絡む指 強引な誘い 背には壁 Ⅳ

 会話と表情は完全に、スーパーの酒売り場のそのものではなくなっていた。
「専用の携帯渡してくれたり」
「それって完全に彼女じゃないですか」
「違いますよ、だから、あの人はお金が有り余っているから、友達には携帯配るんじゃないですかね……、知らないけど」
 香月は会話を中断するように、チュウハイを手に取り始めた。
「僕じゃあ……」
「これこの前……」
 2人、同時に話し出してしまう。
「……どうぞ」
 伊吹は一歩引いた。
「……これ、この前新聞で流行ってるっていってました。これ買おうかな……」
「……そうですね」
 ビール、チュウハイをとりあえず15本買った。一人5本もあれば、酒豪がいても、なんとか一時持つだろう。
 伊吹はスカイラインに乗り込みながら、焦る自分を制するのに精一杯だった。助手席には彼女がいる。自分を目ともしない、彼女がいる。
「今井さん、料理得意だって言ってたから楽しみですね」
「あそうだ、電話しなきゃ…」
 忠告どおり、清水に電話をかけた。

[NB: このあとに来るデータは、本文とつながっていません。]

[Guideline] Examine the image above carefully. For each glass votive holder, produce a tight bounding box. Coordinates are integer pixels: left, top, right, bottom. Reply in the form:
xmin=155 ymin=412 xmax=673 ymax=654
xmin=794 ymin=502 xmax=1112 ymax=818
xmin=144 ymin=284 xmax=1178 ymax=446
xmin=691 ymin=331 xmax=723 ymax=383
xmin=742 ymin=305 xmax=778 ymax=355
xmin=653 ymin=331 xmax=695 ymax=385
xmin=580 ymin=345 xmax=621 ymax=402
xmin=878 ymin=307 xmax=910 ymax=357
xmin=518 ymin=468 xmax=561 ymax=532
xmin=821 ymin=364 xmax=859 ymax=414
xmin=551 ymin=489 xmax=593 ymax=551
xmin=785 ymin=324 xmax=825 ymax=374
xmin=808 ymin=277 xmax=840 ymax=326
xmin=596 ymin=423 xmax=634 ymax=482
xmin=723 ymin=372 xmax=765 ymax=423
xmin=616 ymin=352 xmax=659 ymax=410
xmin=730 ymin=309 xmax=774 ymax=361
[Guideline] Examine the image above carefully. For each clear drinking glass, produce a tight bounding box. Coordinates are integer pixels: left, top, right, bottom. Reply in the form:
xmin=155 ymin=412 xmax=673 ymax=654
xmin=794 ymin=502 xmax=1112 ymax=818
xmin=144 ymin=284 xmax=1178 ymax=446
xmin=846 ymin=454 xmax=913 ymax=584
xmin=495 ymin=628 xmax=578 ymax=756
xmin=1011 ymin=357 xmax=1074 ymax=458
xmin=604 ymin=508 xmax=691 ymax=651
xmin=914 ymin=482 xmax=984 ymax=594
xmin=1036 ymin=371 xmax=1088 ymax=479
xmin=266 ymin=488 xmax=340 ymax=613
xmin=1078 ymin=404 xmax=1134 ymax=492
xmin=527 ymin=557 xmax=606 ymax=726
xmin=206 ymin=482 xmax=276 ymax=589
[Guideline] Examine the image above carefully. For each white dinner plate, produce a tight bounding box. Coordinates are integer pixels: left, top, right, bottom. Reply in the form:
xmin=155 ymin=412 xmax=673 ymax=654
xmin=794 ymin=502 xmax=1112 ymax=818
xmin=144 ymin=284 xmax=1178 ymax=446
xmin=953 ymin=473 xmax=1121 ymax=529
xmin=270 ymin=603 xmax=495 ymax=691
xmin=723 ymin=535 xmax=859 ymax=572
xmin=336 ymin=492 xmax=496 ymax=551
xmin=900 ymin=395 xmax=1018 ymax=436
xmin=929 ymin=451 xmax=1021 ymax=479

出なかった場合、どう香月に言い訳しようか一瞬迷ったが、彼はすぐに電話に出て、溜め息をつきながら、用意はできてる、とだけ述べた。どうやらうまくいかなかったようだ。
 電話を切って、すぐに走り出す。
「一つ言っておかなければいけないことがあるんです」
「……何でしょう」
 香月は何を予感したのか、真剣な表情でこちらを見た。